Esta nueva concepción del espacio desplazó también las viejas creencias acerca de la circularidad del tiempo. Al imponer un sentido lineal en los sucesos, tanto la filosofía natural como las artes sufrieron una profunda transformación. El regreso de las estaciones cada año, la salida y la caída del sol, de pronto dejaron de ser evidencia de lo que significaba el paso del tiempo. La muerte tuvo ahora un sentido lineal y los sucesos se movían inexorablemente en una sola dirección.  

Aristóteles fue el padre de esta nueva forma de ver el tiempo. La lógica empleada por él nos muestra cuán articulados estaban estos balbuceos, casi listos para crear lo que conocemos hoy como ciencia. Sin embargo, como se sabe, hubo un periodo durante el cual la turbulencia social y religiosa provocó que este conocimiento se extraviara. No había, además, instrumentos que pudieran corroborar ciertas ideas, como la existencia del átomo, por ejemplo.  

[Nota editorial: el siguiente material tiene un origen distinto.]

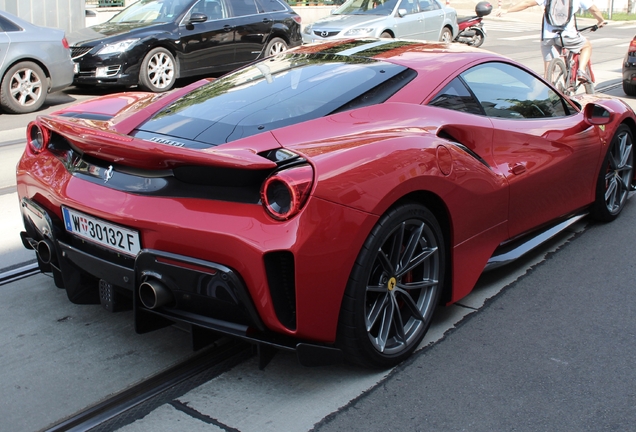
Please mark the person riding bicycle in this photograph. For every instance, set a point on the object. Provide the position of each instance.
(570, 38)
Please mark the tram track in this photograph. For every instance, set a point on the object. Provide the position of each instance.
(165, 387)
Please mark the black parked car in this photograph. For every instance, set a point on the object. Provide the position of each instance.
(153, 42)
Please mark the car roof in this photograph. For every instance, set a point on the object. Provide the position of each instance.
(419, 55)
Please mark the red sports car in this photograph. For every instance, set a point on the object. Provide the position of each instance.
(324, 200)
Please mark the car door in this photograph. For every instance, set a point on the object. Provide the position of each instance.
(540, 143)
(207, 46)
(432, 18)
(5, 41)
(252, 29)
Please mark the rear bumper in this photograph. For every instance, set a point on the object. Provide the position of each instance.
(209, 297)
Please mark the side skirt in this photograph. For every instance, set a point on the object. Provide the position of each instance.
(512, 250)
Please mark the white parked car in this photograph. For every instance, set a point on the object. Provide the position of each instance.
(404, 19)
(34, 61)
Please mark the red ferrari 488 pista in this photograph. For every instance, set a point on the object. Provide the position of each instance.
(324, 200)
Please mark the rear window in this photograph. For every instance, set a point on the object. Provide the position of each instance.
(277, 92)
(8, 26)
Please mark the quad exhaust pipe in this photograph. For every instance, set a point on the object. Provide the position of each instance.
(154, 294)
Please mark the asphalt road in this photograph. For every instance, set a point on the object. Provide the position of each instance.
(551, 352)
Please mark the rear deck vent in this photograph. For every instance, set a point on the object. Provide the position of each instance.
(281, 279)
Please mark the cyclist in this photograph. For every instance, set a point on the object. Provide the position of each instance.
(570, 38)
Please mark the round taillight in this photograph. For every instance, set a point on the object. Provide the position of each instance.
(37, 137)
(285, 192)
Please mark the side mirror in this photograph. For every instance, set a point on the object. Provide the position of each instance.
(597, 114)
(197, 17)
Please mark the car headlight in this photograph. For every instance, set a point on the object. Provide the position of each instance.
(117, 47)
(360, 31)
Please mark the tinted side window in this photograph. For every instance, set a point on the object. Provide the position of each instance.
(6, 25)
(269, 6)
(213, 9)
(456, 96)
(244, 7)
(411, 6)
(428, 5)
(506, 91)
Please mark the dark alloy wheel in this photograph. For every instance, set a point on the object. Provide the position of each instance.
(615, 179)
(393, 289)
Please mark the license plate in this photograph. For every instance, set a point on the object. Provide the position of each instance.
(104, 233)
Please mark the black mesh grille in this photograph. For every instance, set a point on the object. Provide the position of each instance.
(281, 279)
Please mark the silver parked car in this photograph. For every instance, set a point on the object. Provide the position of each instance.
(404, 19)
(34, 61)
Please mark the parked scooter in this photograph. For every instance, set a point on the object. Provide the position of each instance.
(471, 29)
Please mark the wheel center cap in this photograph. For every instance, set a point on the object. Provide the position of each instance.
(391, 284)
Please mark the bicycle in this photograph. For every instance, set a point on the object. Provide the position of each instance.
(562, 70)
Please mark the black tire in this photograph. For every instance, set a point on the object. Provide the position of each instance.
(629, 89)
(275, 46)
(478, 39)
(393, 288)
(24, 88)
(616, 176)
(557, 75)
(158, 71)
(446, 36)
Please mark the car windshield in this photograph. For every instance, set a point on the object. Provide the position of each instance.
(149, 11)
(274, 93)
(366, 7)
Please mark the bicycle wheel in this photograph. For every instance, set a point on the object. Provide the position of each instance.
(557, 74)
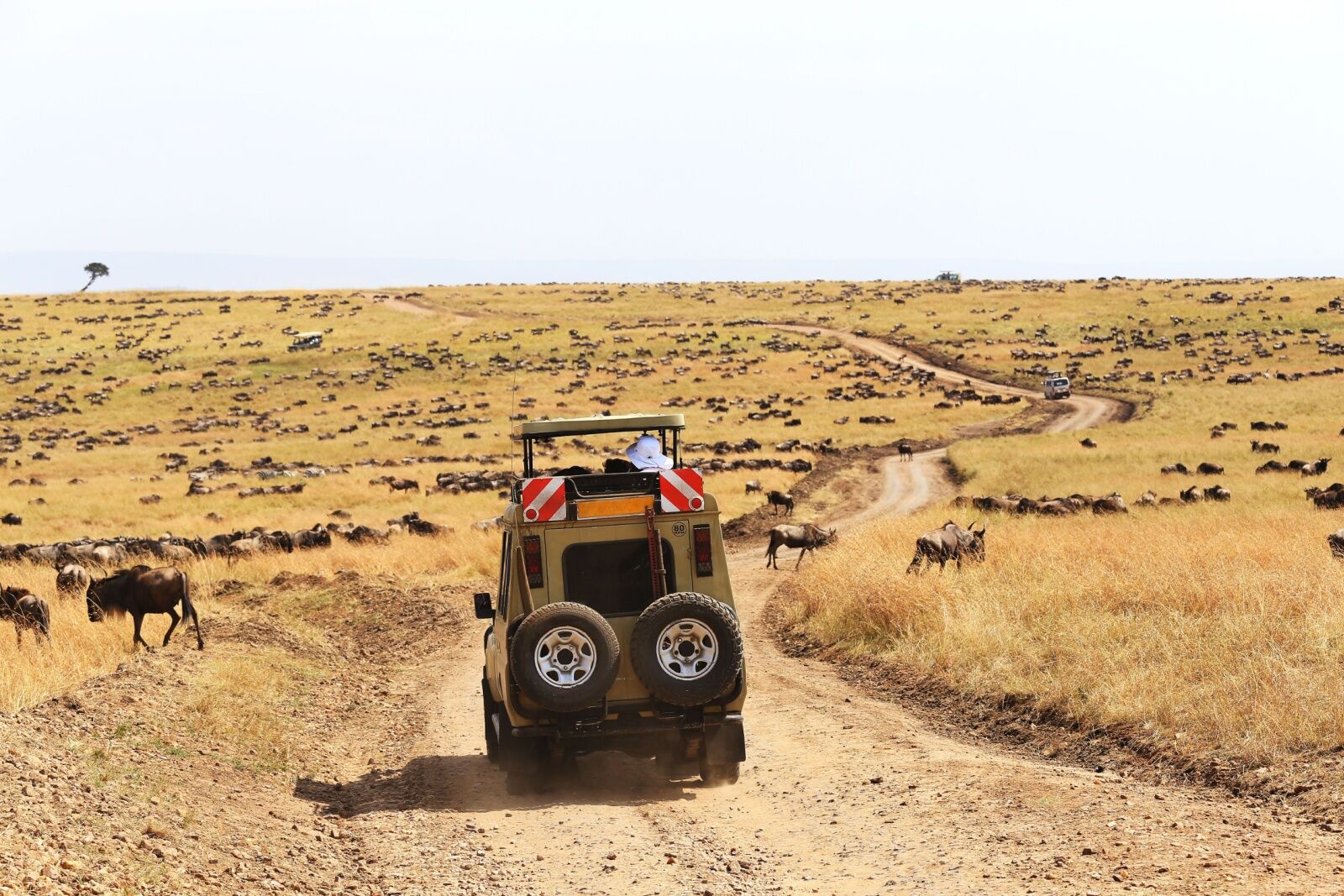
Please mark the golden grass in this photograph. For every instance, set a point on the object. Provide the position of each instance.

Fue solo hasta que las grandes religiones monoteístas maduraron, entrada la Edad Media, cuando los discretos descubrimientos de unos cuantos florecieron y se redescubrió parte de la obra de los maestros griegos mencionados.  

El término clásico, que se aplica a ciertas obras de arte, proviene de este encuentro entre la razón y lo imaginario. La causalidad, la lógica, la proporción perfecta eran ideales comunes para los artistas que conocieron a Platón y para quienes vinieron después. Estudiar la fisonomía de las personas y los animales, encontrar el rectángulo dorado en las construcciones arquitectónicas se convirtió en una pasión para unos, en una obsesión para otros.